Hmmm… s/wend/send/ but the typo kinda makes sense the way it is. 🙂
Y’know, I’m going to agree with the not-sending-alerts-in-a-loop part, but not the “your server will melt” part. Having watched my boss get hammered by this on a weekly basis (his duct-tape language is FoxPro – yes in 2010), the self-mailbomb is very very real. I just don’t see why you think it would send mail and spam servers into a flaming spiral of doom. Mine sure don’t! At worst, it will delay other mail to that recipient’s network for however long it takes to void the queue – or until I start noticing the hundreds of “ping!” sounds coming from the next office. Frankly if *any* load can take down a server, I consider that box to be misconfigured. Any server should have sane limits on how much work it tries to do at once. That’s the whole point of a queue!
This is much like those horrible “Apache tuning” guides that tell everyone to increase MaxClients to 256, then the first day that site gets popular it sinks under the load due to obscene swap pressure.

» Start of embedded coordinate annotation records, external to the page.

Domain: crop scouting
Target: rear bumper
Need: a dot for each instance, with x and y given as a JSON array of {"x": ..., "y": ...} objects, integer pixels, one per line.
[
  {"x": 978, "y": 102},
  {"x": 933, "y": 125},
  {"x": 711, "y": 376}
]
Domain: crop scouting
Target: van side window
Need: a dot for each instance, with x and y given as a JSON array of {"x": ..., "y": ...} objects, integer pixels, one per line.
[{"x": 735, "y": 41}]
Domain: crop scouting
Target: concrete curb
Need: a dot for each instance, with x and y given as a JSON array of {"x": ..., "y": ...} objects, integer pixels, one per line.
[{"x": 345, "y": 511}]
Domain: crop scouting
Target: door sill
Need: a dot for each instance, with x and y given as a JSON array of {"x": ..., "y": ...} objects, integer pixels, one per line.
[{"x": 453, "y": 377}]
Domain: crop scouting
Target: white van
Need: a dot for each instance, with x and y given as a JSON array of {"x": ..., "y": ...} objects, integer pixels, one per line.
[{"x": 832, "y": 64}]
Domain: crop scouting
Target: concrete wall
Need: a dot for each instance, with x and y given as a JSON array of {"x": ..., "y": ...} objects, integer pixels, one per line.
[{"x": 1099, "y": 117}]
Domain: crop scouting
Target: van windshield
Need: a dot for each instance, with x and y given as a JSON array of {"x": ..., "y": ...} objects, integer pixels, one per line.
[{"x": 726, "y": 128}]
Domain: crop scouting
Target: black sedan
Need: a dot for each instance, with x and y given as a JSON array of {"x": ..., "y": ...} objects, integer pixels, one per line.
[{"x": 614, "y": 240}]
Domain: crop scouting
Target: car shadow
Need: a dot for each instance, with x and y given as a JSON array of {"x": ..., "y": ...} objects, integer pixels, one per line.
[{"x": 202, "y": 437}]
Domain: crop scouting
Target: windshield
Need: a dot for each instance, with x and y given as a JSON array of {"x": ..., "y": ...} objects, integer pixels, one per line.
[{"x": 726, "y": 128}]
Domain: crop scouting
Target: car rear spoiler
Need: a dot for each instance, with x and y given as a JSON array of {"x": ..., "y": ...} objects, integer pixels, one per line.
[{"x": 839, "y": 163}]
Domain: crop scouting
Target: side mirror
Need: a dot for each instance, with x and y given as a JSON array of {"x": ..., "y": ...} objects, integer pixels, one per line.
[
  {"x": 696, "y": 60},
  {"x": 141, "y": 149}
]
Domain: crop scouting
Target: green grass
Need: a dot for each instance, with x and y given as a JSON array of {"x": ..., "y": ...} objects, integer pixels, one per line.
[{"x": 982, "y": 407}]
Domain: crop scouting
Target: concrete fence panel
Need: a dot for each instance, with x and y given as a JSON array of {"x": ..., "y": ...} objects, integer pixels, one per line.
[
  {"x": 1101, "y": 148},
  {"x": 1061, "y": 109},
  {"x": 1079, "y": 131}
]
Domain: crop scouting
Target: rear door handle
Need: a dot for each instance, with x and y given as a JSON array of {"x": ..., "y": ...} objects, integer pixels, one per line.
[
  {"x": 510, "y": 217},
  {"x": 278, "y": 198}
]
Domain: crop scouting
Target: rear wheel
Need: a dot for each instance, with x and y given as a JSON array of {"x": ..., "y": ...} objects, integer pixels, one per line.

When you tune a box, take a few minutes to test it under the absolute worst case scenario you can simulate, because that’s precisely what will be happening the next time your pager goes off at 3 a.m.
Sadly, my boss still thinks it’s perfectly acceptable for a single-processor box to hit 15.0 load averages. At least Windows gives you a nice idiot-proof metric like “100% CPU Usage”. That may well be the only thing I like about Windows servers, but I like it a lot!
I was going to say something about rudeness, missing points, and whatnot, but I think I can sum up my feelings about you and your boss with the old phrase “A people hire A people, B people hire C people.”